Friday, May 08, 2009

Peak Oil: Global Oil Production’s Peaked, Analyst Says

[Link: WSJ]
"non-OPEC oil production apparently peaked in the first quarter of 2007, and given precipitous falls in oil output from Russia to Mexico, there’s not much hope for a recovery. OPEC production—and thus global output—peaked a little later, in the first quarter of 2008."
We are growing complacent about the resource situation, particularly oil. The disastrous economic situation and resultant collapse of oil prices has led us to believe that there is no longer an oil supply problem. It was all just another speculative investment bubble you see. But Peak Oil doesn't work that way. We aren't using as much oil as we did but we are still using a lot of oil. All we have done is take the pressure off of the suppliers and when demand firms up again we are right back in the thick of it.
This article from the Wall Street Journal says we have already slipped over the peak and when recovery comes we will be already on the downward slope. Trying to grow with a shrinking energy supply. It isn't going to be pretty.

Monday, March 09, 2009

Obama Overturns War on Science

[Link: Rolling Stone : National Affairs Daily]
"I am also signing a Presidential Memorandum directing the head of the White House Office of Science and Technology Policy to develop a strategy for restoring scientific integrity to government decision making. To ensure that in this new Administration, we base our public policies on the soundest science; that we appoint scientific advisors based on their credentials and experience, not their politics or ideology; and that we are open and honest with the American people about the science behind our decisions."
This is very good news from the Obama Administration. For too long Science has been relegated to the status of "just another bit of noise in the political spectrum" by commentators whose opinions don't stand up to formal scientific scrutiny. If we are ever to protect ourselves from the energy/climate double whammy that is approaching us, we are going to need the assistance of unbiased scientific analysis.
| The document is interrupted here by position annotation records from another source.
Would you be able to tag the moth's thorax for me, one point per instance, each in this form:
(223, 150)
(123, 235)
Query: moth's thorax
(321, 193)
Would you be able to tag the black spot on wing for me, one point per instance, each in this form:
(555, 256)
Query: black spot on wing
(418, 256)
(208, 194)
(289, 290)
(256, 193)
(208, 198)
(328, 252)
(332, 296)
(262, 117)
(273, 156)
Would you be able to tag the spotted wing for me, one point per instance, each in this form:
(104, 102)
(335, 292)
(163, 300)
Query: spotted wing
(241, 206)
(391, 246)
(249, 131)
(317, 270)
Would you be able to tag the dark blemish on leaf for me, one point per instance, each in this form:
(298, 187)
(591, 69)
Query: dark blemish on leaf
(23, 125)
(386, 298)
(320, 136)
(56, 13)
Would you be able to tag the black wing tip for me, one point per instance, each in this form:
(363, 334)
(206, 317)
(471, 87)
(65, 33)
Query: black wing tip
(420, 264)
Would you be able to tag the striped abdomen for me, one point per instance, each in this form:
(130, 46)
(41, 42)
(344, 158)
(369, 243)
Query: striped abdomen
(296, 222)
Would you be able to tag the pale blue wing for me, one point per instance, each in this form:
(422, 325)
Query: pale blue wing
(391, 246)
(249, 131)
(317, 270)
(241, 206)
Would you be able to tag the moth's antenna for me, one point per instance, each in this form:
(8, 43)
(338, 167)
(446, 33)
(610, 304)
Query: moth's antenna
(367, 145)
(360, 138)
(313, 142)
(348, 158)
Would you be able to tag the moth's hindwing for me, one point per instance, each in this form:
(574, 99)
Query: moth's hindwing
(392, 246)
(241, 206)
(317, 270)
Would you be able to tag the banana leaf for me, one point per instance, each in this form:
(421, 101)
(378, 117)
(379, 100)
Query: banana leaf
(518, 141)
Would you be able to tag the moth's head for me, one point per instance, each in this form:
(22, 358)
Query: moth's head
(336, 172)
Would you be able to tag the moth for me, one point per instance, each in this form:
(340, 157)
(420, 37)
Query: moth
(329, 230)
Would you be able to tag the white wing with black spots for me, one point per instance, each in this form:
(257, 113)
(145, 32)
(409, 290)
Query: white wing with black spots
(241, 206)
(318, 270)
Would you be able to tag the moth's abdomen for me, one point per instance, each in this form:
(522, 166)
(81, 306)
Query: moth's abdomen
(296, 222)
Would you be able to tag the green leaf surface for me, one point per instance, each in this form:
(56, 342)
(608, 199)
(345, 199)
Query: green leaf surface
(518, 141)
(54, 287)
Wednesday, February 25, 2009

Carbon dioxide emissions could last millenniums

[Link: McClatchy Washington Bureau]
"Ultimately, the amount of fossil fuel available could be enough to raise the atmospheric CO2 concentration higher than it has been in millions of years,"
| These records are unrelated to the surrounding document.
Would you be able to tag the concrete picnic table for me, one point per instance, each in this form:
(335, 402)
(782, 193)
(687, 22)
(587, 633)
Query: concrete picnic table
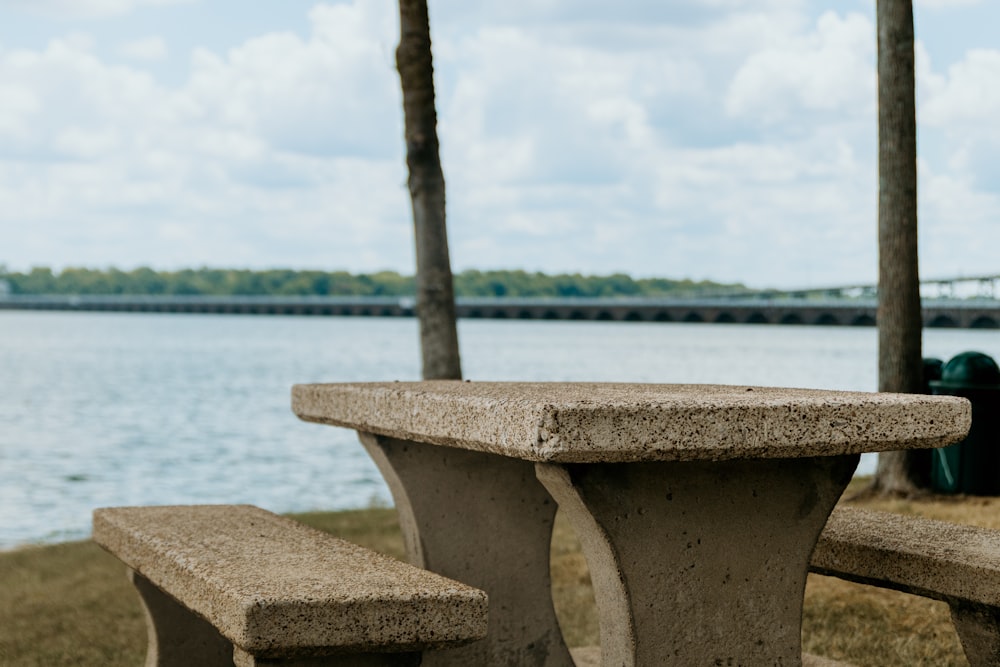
(697, 506)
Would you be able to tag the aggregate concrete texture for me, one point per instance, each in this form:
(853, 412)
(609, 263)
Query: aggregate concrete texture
(605, 422)
(936, 559)
(273, 586)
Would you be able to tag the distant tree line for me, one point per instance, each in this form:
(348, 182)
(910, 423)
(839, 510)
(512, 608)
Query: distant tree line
(287, 282)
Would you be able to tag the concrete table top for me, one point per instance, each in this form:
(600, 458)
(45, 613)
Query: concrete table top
(604, 422)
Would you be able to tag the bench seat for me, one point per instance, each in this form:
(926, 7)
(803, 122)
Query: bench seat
(958, 564)
(276, 590)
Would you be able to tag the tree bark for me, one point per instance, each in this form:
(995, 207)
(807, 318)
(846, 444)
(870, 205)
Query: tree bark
(900, 368)
(435, 290)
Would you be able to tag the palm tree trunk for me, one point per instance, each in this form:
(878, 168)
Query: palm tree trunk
(900, 368)
(435, 291)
Most of us are still thinking of climate change like we think of other natural disasters such as earthquakes, tornados and floods. They come, we recover and adjust, then things return to normal. As this article attests, Climate Change is not that kind of disaster. For all intents and purposes, Climate Change is forever. We have loaded up the atmosphere with carbon compounds that have been locked away in the earth's crust for hundreds of millions of years and that carbon is not going to go away quickly.
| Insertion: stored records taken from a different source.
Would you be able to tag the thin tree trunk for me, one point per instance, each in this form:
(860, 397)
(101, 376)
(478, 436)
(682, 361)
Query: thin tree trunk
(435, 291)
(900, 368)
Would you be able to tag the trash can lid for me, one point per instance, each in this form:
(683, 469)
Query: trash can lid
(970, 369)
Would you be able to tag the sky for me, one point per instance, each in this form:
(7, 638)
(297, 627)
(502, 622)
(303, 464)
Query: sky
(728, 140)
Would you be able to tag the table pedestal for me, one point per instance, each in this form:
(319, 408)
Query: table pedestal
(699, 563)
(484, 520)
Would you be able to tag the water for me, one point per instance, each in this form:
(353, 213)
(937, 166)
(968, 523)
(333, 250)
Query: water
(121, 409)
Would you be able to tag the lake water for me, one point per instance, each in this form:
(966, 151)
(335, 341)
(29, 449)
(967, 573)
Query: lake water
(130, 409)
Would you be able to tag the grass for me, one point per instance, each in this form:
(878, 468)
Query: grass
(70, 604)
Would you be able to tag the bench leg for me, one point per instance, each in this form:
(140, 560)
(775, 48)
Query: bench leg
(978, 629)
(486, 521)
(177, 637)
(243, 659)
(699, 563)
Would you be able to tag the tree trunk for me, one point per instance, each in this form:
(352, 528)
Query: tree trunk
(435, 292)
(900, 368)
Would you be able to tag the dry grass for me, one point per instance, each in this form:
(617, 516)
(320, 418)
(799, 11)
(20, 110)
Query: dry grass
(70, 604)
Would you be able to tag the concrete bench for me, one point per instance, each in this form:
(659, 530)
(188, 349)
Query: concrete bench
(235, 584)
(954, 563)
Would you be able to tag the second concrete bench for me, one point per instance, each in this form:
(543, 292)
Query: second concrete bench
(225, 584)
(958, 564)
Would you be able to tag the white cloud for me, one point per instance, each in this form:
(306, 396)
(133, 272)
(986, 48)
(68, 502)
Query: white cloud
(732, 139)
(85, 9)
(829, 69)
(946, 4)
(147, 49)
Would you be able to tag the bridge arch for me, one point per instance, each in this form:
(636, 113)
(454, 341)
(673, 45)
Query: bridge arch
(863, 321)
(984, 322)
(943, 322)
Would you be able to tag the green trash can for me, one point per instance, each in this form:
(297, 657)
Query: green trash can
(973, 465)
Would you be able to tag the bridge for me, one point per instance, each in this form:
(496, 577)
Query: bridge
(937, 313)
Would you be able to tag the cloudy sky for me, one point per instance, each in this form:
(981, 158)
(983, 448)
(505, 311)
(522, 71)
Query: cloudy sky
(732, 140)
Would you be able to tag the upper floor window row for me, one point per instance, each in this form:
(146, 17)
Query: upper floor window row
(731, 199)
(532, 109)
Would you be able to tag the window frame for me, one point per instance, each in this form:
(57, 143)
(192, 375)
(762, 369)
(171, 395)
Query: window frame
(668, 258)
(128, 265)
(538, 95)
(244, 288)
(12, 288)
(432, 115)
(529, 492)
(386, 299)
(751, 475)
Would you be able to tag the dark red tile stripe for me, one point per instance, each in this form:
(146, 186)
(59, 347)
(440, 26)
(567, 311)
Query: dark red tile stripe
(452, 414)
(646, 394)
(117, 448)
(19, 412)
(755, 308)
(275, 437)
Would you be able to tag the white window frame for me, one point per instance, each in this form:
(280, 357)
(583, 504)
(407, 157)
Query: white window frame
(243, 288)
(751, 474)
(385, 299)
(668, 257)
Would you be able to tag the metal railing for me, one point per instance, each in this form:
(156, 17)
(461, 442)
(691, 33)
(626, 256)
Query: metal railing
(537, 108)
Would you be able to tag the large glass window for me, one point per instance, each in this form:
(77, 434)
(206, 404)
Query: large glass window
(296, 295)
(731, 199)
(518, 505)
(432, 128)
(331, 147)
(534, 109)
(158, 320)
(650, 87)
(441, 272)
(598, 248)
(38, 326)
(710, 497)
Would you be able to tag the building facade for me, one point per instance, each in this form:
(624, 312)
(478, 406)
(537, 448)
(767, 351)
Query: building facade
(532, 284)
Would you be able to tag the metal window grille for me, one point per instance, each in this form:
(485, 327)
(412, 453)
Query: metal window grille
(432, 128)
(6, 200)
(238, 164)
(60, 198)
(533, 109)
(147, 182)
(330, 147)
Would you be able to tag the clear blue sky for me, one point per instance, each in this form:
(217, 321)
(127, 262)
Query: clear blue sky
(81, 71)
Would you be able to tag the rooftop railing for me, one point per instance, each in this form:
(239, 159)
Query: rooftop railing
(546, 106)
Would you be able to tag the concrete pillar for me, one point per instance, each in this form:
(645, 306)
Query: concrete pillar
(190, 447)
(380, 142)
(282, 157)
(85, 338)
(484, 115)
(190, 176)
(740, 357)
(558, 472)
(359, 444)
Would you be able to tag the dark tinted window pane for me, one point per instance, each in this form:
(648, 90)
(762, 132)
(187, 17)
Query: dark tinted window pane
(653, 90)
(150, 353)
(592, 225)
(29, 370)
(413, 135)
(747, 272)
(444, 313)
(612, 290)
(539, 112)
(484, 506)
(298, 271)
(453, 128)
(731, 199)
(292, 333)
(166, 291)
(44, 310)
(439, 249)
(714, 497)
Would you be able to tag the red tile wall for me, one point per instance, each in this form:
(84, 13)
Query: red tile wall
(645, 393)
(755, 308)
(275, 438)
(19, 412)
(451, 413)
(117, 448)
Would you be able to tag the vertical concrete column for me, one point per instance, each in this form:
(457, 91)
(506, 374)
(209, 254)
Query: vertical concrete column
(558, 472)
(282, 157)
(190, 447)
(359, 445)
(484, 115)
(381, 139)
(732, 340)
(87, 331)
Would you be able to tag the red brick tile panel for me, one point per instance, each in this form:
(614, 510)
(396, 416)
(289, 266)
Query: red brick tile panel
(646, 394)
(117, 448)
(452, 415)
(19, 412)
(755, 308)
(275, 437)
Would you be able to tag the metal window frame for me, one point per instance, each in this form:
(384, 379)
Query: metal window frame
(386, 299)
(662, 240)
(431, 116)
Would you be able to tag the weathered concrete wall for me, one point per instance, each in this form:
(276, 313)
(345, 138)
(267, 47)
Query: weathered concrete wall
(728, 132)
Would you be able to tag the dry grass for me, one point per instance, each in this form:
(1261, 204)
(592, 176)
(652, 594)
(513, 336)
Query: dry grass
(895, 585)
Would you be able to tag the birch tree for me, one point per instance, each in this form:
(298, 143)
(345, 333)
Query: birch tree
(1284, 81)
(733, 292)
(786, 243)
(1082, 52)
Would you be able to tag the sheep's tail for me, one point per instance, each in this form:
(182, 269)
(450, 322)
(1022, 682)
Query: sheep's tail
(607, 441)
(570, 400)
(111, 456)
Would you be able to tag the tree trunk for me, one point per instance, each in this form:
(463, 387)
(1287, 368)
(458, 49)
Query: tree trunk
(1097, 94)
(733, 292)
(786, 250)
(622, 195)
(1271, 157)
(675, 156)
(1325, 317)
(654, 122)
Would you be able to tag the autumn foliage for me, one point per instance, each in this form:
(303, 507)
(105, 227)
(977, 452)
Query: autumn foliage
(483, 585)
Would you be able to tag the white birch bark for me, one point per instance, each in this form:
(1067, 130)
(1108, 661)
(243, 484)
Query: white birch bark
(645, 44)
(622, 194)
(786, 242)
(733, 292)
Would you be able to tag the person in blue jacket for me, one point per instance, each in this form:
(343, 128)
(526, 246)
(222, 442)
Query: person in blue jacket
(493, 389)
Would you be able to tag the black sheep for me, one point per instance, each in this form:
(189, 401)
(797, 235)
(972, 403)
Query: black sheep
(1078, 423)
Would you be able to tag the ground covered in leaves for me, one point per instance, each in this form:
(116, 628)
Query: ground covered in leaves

We have essentially done two permanent things. We have used up a significant portion of the irreplaceable hydrocarbon supply that we once had available, most of the easy supply in fact, and we have used it in such a way that the atmosphere has been drastically modified for the foreseeable future. These two effects now define the new world that we are living in and will be living in from now on.

We are far from accepting this new reality. Society works in slow motion even when things are obvious so a slowly evolving, ill-defined new reality isn't likely to get a quick response. As the consequences of these effects (reduced energy supply and more extreme weather) become apparent we will, of course, have to deal with them but we really should begin to prepare now. The longer we wait the harder it will become.